Switch Affinity Scheduling 2.0
Currently, only PyTorch supports switch affinity scheduling 2.0.
Instructions
- The switch mentioned in this section is a leaf switch by default. Nodes under a switch can be scheduled by multiple cross-switch jobs.
- A cross-switch job means that a pod of a job can be deployed on nodes of multiple switches.
- You can run kubectl describe cm -n volcano-system tor-share-cm to query the status of a switch in a cluster.
The key fields in ConfigMap are described as follows:
- IsSharedTor: 0 for an idle switch, 1 for a shared switch, and 2 for an exclusive switch.
- IsHealthy: 0 for a healthy shared switch and 1 for an unhealthy shared switch.
- Exclusive switch: Only one cross-switch job exists on the switch, and new cross-switch jobs cannot be scheduled to nodes under the switch.
- Shared switch: A switch that is used by multiple cross-switch jobs.
- Healthy shared switch: The number of shared switches used by switch jobs is equal to or less than the maximum number of shared switches in a cluster.
- Unhealthy shared switch: The number of shared switches used by switch jobs is greater than the maximum number of shared switches in a cluster.
Foundation model jobs cannot be scheduled to nodes under unhealthy shared switches, while padding jobs and common jobs can.
- Idle switch: Nodes under the switch have no jobs or only padding jobs.
- The number of shared switches used by a job cannot exceed the maximum number of shared switches in a cluster.
Switch Affinity for Common Jobs
- If the cluster resources can meet the requirements of job scheduling logic of a foundation model, use that logic for scheduling.
- If the cluster resources cannot meet the requirements of job scheduling logic of a foundation model, occupy all idle switches in the cluster, and change the switch attribute to exclusive. Then, the remaining N pods that are not scheduled use the shared switch. The remaining N pods are preferentially scheduled to the nodes under the unhealthy shared switch, and then to the nodes under the shared switch that has only common jobs. If some pods are not scheduled, the job status is changed to Pending.

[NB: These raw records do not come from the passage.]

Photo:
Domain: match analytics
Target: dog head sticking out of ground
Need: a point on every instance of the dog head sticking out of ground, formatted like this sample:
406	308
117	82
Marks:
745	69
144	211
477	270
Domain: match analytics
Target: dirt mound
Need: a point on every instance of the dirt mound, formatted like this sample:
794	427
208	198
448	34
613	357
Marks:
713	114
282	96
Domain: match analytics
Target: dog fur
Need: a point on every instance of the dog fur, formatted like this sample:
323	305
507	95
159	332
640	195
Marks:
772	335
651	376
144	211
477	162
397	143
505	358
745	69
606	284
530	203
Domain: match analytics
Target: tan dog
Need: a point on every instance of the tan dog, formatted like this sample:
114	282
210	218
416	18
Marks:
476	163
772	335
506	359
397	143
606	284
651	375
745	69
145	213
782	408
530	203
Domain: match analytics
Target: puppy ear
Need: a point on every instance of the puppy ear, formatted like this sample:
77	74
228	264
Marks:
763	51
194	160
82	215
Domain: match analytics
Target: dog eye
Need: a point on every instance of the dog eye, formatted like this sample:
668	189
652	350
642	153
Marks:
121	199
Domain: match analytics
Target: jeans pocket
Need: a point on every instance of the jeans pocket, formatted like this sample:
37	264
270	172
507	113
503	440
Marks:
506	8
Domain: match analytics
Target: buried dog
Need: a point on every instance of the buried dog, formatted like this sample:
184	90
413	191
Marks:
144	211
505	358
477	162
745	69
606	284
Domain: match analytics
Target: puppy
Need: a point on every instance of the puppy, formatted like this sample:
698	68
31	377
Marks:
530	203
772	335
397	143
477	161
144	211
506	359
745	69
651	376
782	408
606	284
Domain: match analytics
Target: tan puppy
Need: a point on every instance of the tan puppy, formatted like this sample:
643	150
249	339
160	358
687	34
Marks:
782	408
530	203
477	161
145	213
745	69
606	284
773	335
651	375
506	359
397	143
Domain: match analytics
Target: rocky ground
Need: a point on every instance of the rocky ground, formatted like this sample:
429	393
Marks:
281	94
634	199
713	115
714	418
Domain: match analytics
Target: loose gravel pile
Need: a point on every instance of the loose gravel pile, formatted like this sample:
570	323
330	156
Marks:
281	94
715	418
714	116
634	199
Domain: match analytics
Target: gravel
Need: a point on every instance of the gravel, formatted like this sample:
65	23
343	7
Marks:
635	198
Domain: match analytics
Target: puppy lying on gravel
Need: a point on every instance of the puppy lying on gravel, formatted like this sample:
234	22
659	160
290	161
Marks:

Switch Affinity for Foundation Model Jobs
Affinity Scheduling Policy |
Description |
|---|---|
Exclusive switch scheduling policy |
Occupy all nodes on the idle switch based on the number of available nodes in descending order until remaining N pods are not scheduled or the nodes on a single switch cannot be fully occupied. The attribute of the idle switch with nodes fully occupied is changed to exclusive. The unscheduled N pods use the shared switch and comply with the shared switch scheduling policy. |
Shared switch scheduling policy |
Use the exclusive switch policy. If N pods are not scheduled after all nodes under the idle switch are occupied, use the shared switch scheduling policy.
|
Switch Affinity for Padding Jobs
Cross-switch scheduling is not allowed. Pods can be deployed only on a single switch. Preferentially select the nodes under the exclusive switch whose number of nodes is closest to the number of job pods, then the nodes under the shared switch, and finally the nodes under the idle switch.
Rescheduling Upon Faults
When the node where a job is located or Ascend AI processor is faulty, the job is rescheduled. Before rescheduling, pods of normal nodes will be scheduled to original nodes for training. Pods of faulty nodes will be rescheduled to other nodes. Preferentially select nodes on the exclusive switch used by the job before rescheduling, then other nodes on the shared switch, and finally nodes that are not used.